If you want a snorkel...take it off once you've done your surface swim..put it back on if needed. I carry one in a pocket. Rolls up in a small ball...Got it from Aqua lung...I have never had to use it...In chop-rough waters...My reg is in my mouth...Just do what is comfortable for you in the environment you dive in.

Also note that if you advance your dive training to any level above recreational diving..you will quickly loose that snorkel.
We did some tow tanks tests, there is not any measurable drag added by a snorkel that is properly worn.
A snorkel is a great tool for snorkeling.

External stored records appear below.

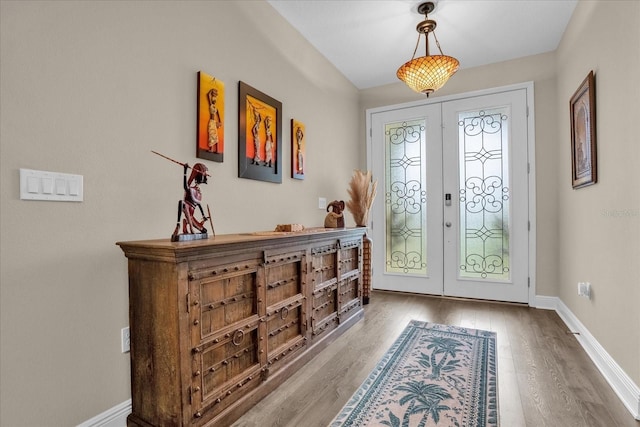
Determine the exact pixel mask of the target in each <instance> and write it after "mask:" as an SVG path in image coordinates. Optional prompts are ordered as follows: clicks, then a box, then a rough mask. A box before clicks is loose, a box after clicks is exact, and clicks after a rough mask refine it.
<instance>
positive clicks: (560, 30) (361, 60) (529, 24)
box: [267, 0, 578, 89]
mask: <svg viewBox="0 0 640 427" xmlns="http://www.w3.org/2000/svg"><path fill="white" fill-rule="evenodd" d="M267 1H268V2H269V3H270V4H271V5H272V6H273V7H274V8H275V9H276V10H277V11H278V12H279V13H280V14H281V15H282V16H283V17H284V18H285V19H286V20H287V21H288V22H289V23H291V25H293V26H294V27H295V28H296V29H297V30H298V31H300V33H301V34H302V35H303V36H304V37H305V38H306V39H307V40H308V41H309V42H310V43H311V44H312V45H313V46H315V48H316V49H318V51H320V52H321V53H322V54H323V55H324V56H325V57H326V58H327V59H328V60H329V61H330V62H331V63H333V64H334V65H335V67H336V68H338V70H340V71H341V72H342V73H343V74H344V75H345V76H346V77H347V78H348V79H349V80H350V81H351V82H352V83H353V84H354V85H355V86H356V87H357V88H359V89H366V88H370V87H375V86H381V85H385V84H389V83H394V82H397V81H398V79H397V77H396V71H397V69H398V67H400V65H402V64H404V63H405V62H407V61H409V60H410V59H411V56H412V55H413V50H414V49H415V46H416V41H417V39H418V33H417V31H416V25H417V24H418V22H420V21H422V20H423V19H424V15H421V14H419V13H418V5H419V4H420V3H421V1H419V0H342V1H340V0H298V1H293V0H267ZM577 1H578V0H439V1H436V7H435V10H434V11H433V12H432V13H430V14H429V19H433V20H435V21H436V22H437V28H436V31H435V34H436V36H437V37H438V41H439V42H440V46H441V47H442V51H443V53H444V54H445V55H450V56H453V57H456V58H457V59H458V60H459V61H460V69H463V68H470V67H477V66H480V65H486V64H491V63H496V62H501V61H507V60H510V59H515V58H520V57H523V56H529V55H536V54H539V53H544V52H549V51H553V50H555V49H556V48H557V47H558V43H559V42H560V39H561V38H562V34H563V33H564V30H565V28H566V26H567V24H568V22H569V19H570V18H571V14H572V13H573V10H574V8H575V6H576V3H577ZM429 42H430V45H429V49H430V53H431V54H437V53H438V51H437V47H436V46H435V43H433V37H432V36H430V40H429ZM424 53H425V44H424V37H422V38H421V40H420V46H419V47H418V52H417V54H416V56H423V55H424Z"/></svg>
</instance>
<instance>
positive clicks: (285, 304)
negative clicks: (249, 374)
mask: <svg viewBox="0 0 640 427" xmlns="http://www.w3.org/2000/svg"><path fill="white" fill-rule="evenodd" d="M303 302H304V298H303V296H302V295H299V296H298V298H297V299H293V300H291V301H290V302H288V303H284V304H282V305H280V306H276V307H273V308H272V309H270V310H269V312H268V313H267V316H266V323H267V360H268V363H269V365H271V367H272V368H273V366H274V365H277V364H278V362H282V361H284V360H286V359H288V358H289V357H290V356H291V355H293V354H295V353H296V352H298V351H299V350H301V349H303V348H304V346H305V345H306V338H305V335H306V326H305V320H304V319H305V314H304V313H305V310H304V305H303Z"/></svg>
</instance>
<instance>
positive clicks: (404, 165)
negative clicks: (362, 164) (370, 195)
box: [371, 105, 442, 295]
mask: <svg viewBox="0 0 640 427" xmlns="http://www.w3.org/2000/svg"><path fill="white" fill-rule="evenodd" d="M371 123H372V128H373V132H372V136H373V137H372V145H373V149H372V155H371V159H372V160H371V162H372V171H373V174H374V177H376V179H378V182H379V184H378V197H376V200H375V201H374V205H373V207H372V220H373V241H374V244H373V260H374V265H375V267H374V268H373V282H374V283H375V285H374V287H375V288H376V289H387V290H398V291H404V292H415V293H425V294H438V295H440V294H442V202H441V198H442V185H441V182H442V144H441V141H442V120H441V114H440V106H439V105H430V106H419V107H412V108H403V109H400V110H392V111H384V112H382V113H379V114H373V115H372V119H371ZM382 184H384V187H383V188H384V189H383V191H380V188H381V185H382Z"/></svg>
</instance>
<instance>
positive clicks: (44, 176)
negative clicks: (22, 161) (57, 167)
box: [20, 169, 83, 202]
mask: <svg viewBox="0 0 640 427" xmlns="http://www.w3.org/2000/svg"><path fill="white" fill-rule="evenodd" d="M82 179H83V177H82V175H71V174H68V173H58V172H47V171H38V170H32V169H20V199H22V200H49V201H61V202H81V201H82V198H83V188H82ZM67 191H68V192H67Z"/></svg>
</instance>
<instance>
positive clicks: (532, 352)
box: [233, 291, 640, 427]
mask: <svg viewBox="0 0 640 427" xmlns="http://www.w3.org/2000/svg"><path fill="white" fill-rule="evenodd" d="M411 319H416V320H423V321H428V322H435V323H444V324H450V325H458V326H464V327H470V328H476V329H484V330H490V331H495V332H497V337H498V342H497V344H498V347H497V353H498V381H499V407H500V425H501V426H502V427H520V426H535V427H542V426H553V427H556V426H557V427H569V426H576V427H578V426H580V427H583V426H594V427H596V426H597V427H614V426H621V427H626V426H629V427H640V422H637V421H635V420H634V419H633V417H632V416H631V414H630V413H629V412H628V411H627V409H626V408H625V407H624V405H623V404H622V403H621V402H620V400H619V399H618V398H617V396H616V395H615V393H614V391H613V390H612V389H611V387H610V386H609V385H608V384H607V382H606V381H605V379H604V378H603V376H602V375H601V374H600V372H599V371H598V370H597V368H596V366H595V365H594V364H593V362H592V361H591V359H589V357H588V356H587V354H586V353H585V352H584V350H583V349H582V347H581V346H580V344H579V343H578V342H577V341H576V339H575V337H574V336H573V335H572V334H571V333H569V332H568V330H567V328H566V326H565V324H564V322H562V320H561V319H560V318H559V317H558V315H557V314H556V313H555V312H553V311H548V310H538V309H533V308H529V307H526V306H522V305H513V304H500V303H488V302H478V301H466V300H457V299H448V298H437V297H427V296H418V295H408V294H401V293H392V292H380V291H374V292H373V293H372V295H371V303H370V304H369V305H367V306H365V318H364V320H362V321H360V322H359V323H358V324H356V325H355V326H354V327H352V328H351V329H350V330H348V331H347V332H345V334H344V335H343V336H342V337H339V338H338V339H337V340H336V341H335V342H333V343H332V344H331V345H330V346H329V347H328V348H326V349H325V350H324V351H322V352H321V353H320V354H318V355H317V356H316V357H315V358H314V359H313V360H312V361H311V362H309V363H308V364H307V365H306V366H304V367H303V368H302V369H300V370H299V371H298V372H296V373H295V374H294V375H293V376H291V378H289V379H288V380H287V381H286V382H285V383H283V384H282V385H281V386H280V387H279V388H278V389H276V390H275V391H274V392H272V393H271V394H270V395H269V396H267V397H266V398H265V399H263V400H262V401H260V402H259V403H258V404H256V405H255V406H254V407H253V409H251V410H250V411H249V412H247V413H246V414H245V415H243V416H242V418H240V419H239V420H238V421H236V423H235V424H233V426H234V427H254V426H255V427H258V426H260V427H276V426H283V427H284V426H290V427H316V426H317V427H325V426H327V425H328V424H329V422H331V420H332V419H333V417H334V416H335V415H336V414H337V413H338V412H339V411H340V409H342V406H343V405H344V404H345V403H346V402H347V400H348V399H349V397H351V395H352V394H353V392H354V391H355V390H356V389H357V388H358V386H359V385H360V384H361V383H362V381H363V380H364V379H365V378H366V376H367V374H368V373H369V372H370V371H371V370H372V369H373V368H374V366H375V365H376V363H377V362H378V359H379V358H380V357H381V356H382V355H383V354H384V352H385V351H386V350H387V349H388V348H389V347H390V346H391V344H392V343H393V342H394V341H395V339H396V338H397V337H398V335H399V334H400V333H401V331H402V330H403V329H404V327H405V326H406V324H407V323H408V322H409V320H411Z"/></svg>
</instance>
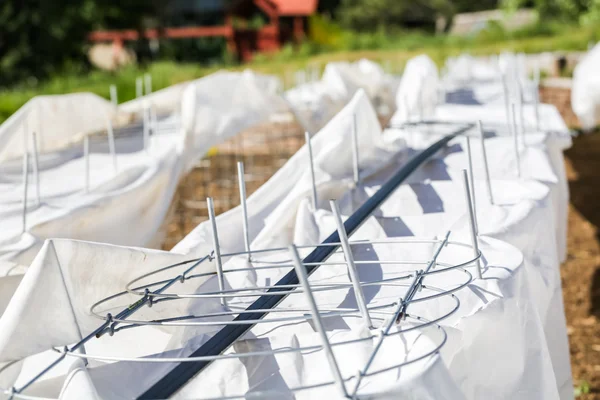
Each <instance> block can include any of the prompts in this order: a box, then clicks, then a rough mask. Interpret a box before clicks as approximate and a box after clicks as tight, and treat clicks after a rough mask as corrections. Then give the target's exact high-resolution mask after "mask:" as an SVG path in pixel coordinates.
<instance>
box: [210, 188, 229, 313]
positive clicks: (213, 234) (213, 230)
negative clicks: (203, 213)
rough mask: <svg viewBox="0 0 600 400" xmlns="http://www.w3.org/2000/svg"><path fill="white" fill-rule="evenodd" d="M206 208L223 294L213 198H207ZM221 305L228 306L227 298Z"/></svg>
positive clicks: (217, 268) (218, 243)
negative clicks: (210, 226)
mask: <svg viewBox="0 0 600 400" xmlns="http://www.w3.org/2000/svg"><path fill="white" fill-rule="evenodd" d="M206 206H207V208H208V218H209V219H210V226H211V230H212V237H213V247H214V252H215V263H216V264H217V280H218V282H219V290H220V291H221V293H223V291H224V290H225V280H224V278H223V264H222V262H221V249H220V247H219V234H218V232H217V221H216V219H215V206H214V204H213V201H212V198H210V197H207V198H206ZM221 304H223V305H224V306H227V298H226V297H225V296H223V297H221Z"/></svg>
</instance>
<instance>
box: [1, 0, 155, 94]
mask: <svg viewBox="0 0 600 400" xmlns="http://www.w3.org/2000/svg"><path fill="white" fill-rule="evenodd" d="M165 3H166V1H160V0H127V1H121V0H102V1H97V0H9V1H2V2H0V86H8V85H14V84H16V83H18V82H20V81H23V80H26V79H29V78H32V77H33V78H36V79H43V78H46V77H48V76H50V75H52V74H55V73H59V72H60V71H62V70H63V69H64V68H65V67H78V68H85V67H86V66H88V63H87V58H86V49H87V47H88V45H89V44H88V42H87V35H88V33H89V32H90V31H92V30H93V29H97V28H100V27H109V28H111V29H118V28H129V29H131V28H134V29H142V28H143V21H144V20H147V19H148V17H151V18H156V17H157V16H160V15H161V9H162V7H164V4H165Z"/></svg>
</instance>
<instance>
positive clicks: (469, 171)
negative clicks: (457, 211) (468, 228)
mask: <svg viewBox="0 0 600 400" xmlns="http://www.w3.org/2000/svg"><path fill="white" fill-rule="evenodd" d="M465 140H466V142H467V165H468V167H469V178H470V185H471V200H472V201H473V215H474V217H475V230H476V231H479V229H478V223H477V206H476V204H477V203H476V202H475V176H474V175H473V157H472V155H471V138H470V137H469V136H468V135H465Z"/></svg>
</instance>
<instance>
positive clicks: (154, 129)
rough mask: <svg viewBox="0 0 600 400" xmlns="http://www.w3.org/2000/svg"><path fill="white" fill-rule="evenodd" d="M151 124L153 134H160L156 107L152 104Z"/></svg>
mask: <svg viewBox="0 0 600 400" xmlns="http://www.w3.org/2000/svg"><path fill="white" fill-rule="evenodd" d="M150 125H151V127H152V134H153V135H157V134H158V117H157V115H156V108H155V107H154V106H153V105H152V106H150Z"/></svg>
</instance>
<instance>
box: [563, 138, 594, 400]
mask: <svg viewBox="0 0 600 400" xmlns="http://www.w3.org/2000/svg"><path fill="white" fill-rule="evenodd" d="M565 162H566V165H567V176H568V179H569V189H570V195H571V204H570V206H569V234H568V241H567V243H568V256H567V261H566V262H565V263H564V264H563V266H562V268H561V275H562V285H563V296H564V302H565V313H566V316H567V324H568V328H567V329H568V333H569V344H570V349H571V366H572V369H573V380H574V382H575V386H576V387H577V386H579V387H580V388H583V387H585V386H589V393H588V394H582V395H581V396H580V397H579V398H580V399H585V400H589V399H594V400H600V230H599V228H600V201H599V200H600V132H596V133H593V134H589V135H581V136H578V137H576V138H574V141H573V147H572V148H571V149H569V150H567V151H566V153H565Z"/></svg>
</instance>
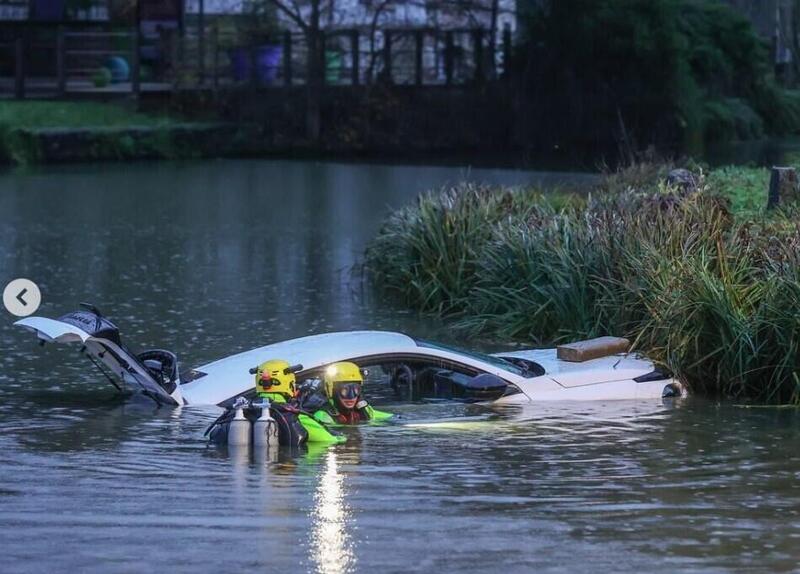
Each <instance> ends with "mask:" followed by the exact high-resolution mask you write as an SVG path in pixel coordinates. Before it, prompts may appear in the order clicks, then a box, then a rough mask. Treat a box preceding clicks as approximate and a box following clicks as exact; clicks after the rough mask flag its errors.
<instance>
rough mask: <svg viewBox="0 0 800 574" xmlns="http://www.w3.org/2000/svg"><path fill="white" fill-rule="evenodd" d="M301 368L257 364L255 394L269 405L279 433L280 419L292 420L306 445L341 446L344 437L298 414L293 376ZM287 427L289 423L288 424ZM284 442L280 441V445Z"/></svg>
mask: <svg viewBox="0 0 800 574" xmlns="http://www.w3.org/2000/svg"><path fill="white" fill-rule="evenodd" d="M302 368H303V367H302V366H301V365H294V366H290V365H289V363H288V362H287V361H283V360H280V359H273V360H271V361H266V362H265V363H261V364H260V365H259V366H258V367H256V368H255V369H251V372H254V374H255V378H256V394H257V395H258V397H259V398H261V399H266V400H268V401H270V406H271V408H272V410H273V411H275V414H276V415H279V416H276V417H275V418H276V420H278V428H279V430H281V431H282V430H283V425H281V421H280V420H279V419H280V418H289V419H291V418H293V417H296V419H297V421H298V422H299V423H300V425H301V426H302V427H303V429H304V430H305V433H306V434H307V435H308V438H307V442H322V443H342V442H345V441H346V440H347V437H345V436H344V435H342V434H340V433H337V432H336V431H332V430H330V429H328V428H326V427H325V425H324V422H325V421H320V420H319V419H316V417H314V418H312V417H311V416H309V414H307V413H304V412H302V411H301V410H300V408H299V405H298V402H297V400H296V398H295V383H296V382H297V379H296V377H295V373H296V372H297V371H299V370H300V369H302ZM315 419H316V420H315ZM289 424H291V420H289ZM283 442H284V441H281V444H283Z"/></svg>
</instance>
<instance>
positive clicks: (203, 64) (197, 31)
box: [197, 0, 206, 86]
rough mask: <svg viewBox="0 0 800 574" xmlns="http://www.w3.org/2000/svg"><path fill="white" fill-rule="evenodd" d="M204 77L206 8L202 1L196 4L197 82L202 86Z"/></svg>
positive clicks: (204, 60)
mask: <svg viewBox="0 0 800 574" xmlns="http://www.w3.org/2000/svg"><path fill="white" fill-rule="evenodd" d="M205 76H206V6H205V2H204V0H198V3H197V82H198V83H199V84H200V85H201V86H202V85H203V84H204V83H205Z"/></svg>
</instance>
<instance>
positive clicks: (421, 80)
mask: <svg viewBox="0 0 800 574" xmlns="http://www.w3.org/2000/svg"><path fill="white" fill-rule="evenodd" d="M424 50H425V31H424V30H414V80H415V82H416V84H417V85H418V86H421V85H422V79H423V77H422V57H423V54H424Z"/></svg>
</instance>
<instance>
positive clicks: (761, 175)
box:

For diving it´s just not needed.

Wearing a snorkel on your mask is just plain dangerous. It is dangerous because it makes it a lot easier to lose your mask due to a inadverted kick from your buddy, a line, donating a longhose. Yes you may have thought out how to donate in a slow, controlled manner, but that doesn´t help your buddy who needs air right now, and yanks the reg out of your mouth, removing your mask in the process. Not exactly ideal, not being able to see much while having an air-starved half-panicked buddy clinging to you...
Even if you have the bad luck to be stuck with such a buddy in such a situation, that simply is not true, at least I've never had such an experience.
Welcome to the real world! :D

You will come across many more things that were drilled into your head during your cert and find later on as you gain more experience they make no sense whatsoever. Generally speaking, there is a very strong inverse correlation between a diver's number of logged dives and the probability of him/her wearing a snorkel.
Very true.
 
The diver I know in real life (as opposed to On the Internet) in whose judgement I have the most confidence is the guy I did OW training with. I don't know how many dives he has, but his PADI number for his shop is under 150. He's big into cave diving as well. He still carries a snorkel in open water because he's seen it turn out badly when someone had to do a long unexpected swim in rough water without one.

So I carry a snorkel in open water.
 
i never wear one, but its not a bad idea to get a small folding one for drift dives where you may be on the surface for a while waiting for the boat to get to you.
 
This is my response as well, ue snorkle when appropriate. If seas calm, I enjoy just floating. If seas too choppy, using a snorkle doesn't help as water get it it then. Thanks for the reply.